Today’s news bulletins report on Liberal democrat leader
Nick Clegg’s plans to distance himself from aspects of the Government’s Free
Schools policy. It also emerges that he sacked Home Office Minister Jeremy
Browne for failing to alert him to the deeply illiberal Go Home Vans targeting
illegal immigrants. Perhaps these are signs that the junior coalition partner
is prepared to stand up to some of the more egregious Tory policies. If it is,
then Clegg should take a careful look at what is going on in the Ministry of
Justice. Of course the Coalition
Agreement promised “a ‘rehabilitation revolution’ that will pay
independent providers to reduce
re-offending, paid for by
the savings this new
approach will generate within the criminal justice system.” But it said nothing about the
wholesale destruction of the Probation service which now beckons.
It’s true that six months ago Clegg spoke at NACRO about
wanting “to see something that takes and builds on the best from the public
sector, the best from the private sector and the best from the voluntary sector
to break the cycle of crime for good.” That is why he said “we are reorganising
the Probation Service, so that the public, voluntary and private sectors can
work more flexibly and effectively side by side.” But has Clegg really grasped the cataclysmic
nature of this so called reorganisation?
He might well have been perfectly comfortable, as many
were, with Kenneth Clarke’s original proposals to reform Probation. While
extending competition, the core propositions, as Clarke put it, were a stronger role for public sector Probation
trusts to commission services to meet local need and circumstances. “Trusts”
the Consultation paper said, are best placed to work with courts and with local
partners to design and commission services jointly.” Responses to the
Consultation showed general support for devolving commissioning responsibility
and budgets to Trusts, There was widespread support for local partnerships,
between Trusts, police and local authorities.
One would expect Clegg to be considerably less
comfortable with Chris Grayling’s altogether more reckless and
centralising approach which is to do
away with the Trusts altogether.
After all, the Lib Dems voted against the Second Reading
of the Offender Management Bill which Grayling relies on for the powers he
needs to sell off Probation.

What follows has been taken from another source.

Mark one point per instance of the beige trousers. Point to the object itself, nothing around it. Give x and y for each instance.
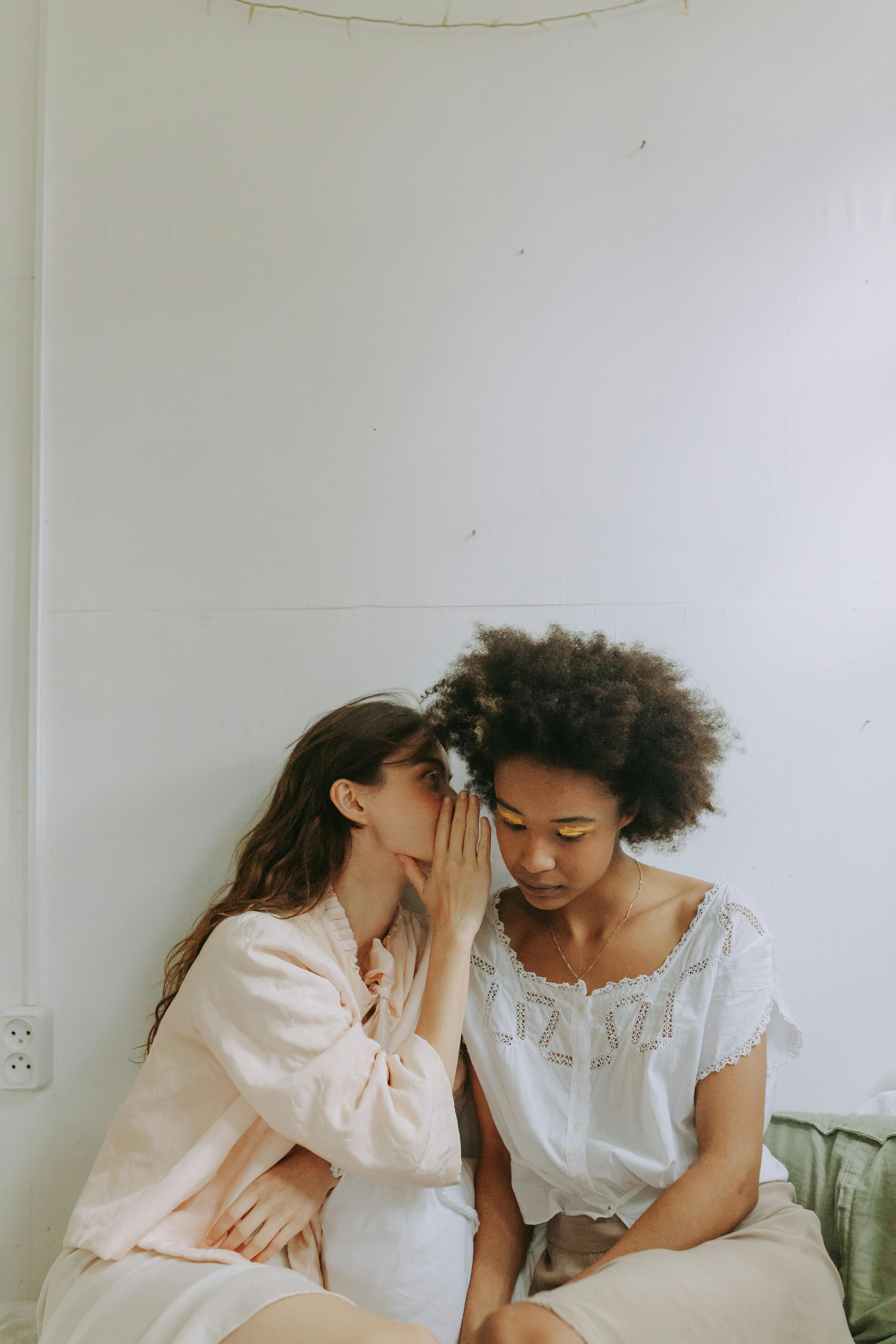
(770, 1281)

In the Second Reading debate in December 2006
Clegg described the Bill as a highly disruptive distraction from the real
challenges in reducing re-offending. “By chopping and changing the organisation
of the probation service yet again, the Government are in danger of ignoring
the bigger issues at stake, which go beyond the managerial fiddling with the
service.”
Seven years on, Clegg might argue that the government of
which he’s a part has indeed gone beyond managerial fiddling into whole system
redesign. But much of his analysis of the measures in the Offender Management
Bill carry as much weight now as they did then; not only that “dogma is being
attached to the headlong rush to much greater contestability” but that “the
constant, almost Maoist, institutional revolution as the probation service
struggles to do its work is hardly conducive to raising professional
standards”.
Indeed what Clegg said in 2006 applies with even more force
to the proposals which he appears now signed up to: “this is daft and
monopolistic privatisation, because it is the worst combination of
administrative monopoly and centralisation in Whitehall and unaccountable,
fragmented, private sector activity at local level. Far from being a blow for a
liberal vision of a de-monopolised probation service, it is arrogating new
powers to the centre and increasing the monopoly of decision-making power given
to the Home Secretary to chop and change the probation service at will.” This was Clegg's verdict on proposed
outsourcing via local Trusts, not on the direct central contracting now in train.
That it is the Justice Secretary rather than the Home
Secretary who has taken on these powers makes no difference to Clegg’s
key arguments. He thought that the Offender Management Bill risked
exacerbating, not curing, the problems of chronic re-offending that we all seem
to agree must be tackled urgently. The same is true of the probation plans, and
he should say so and call a halt to them.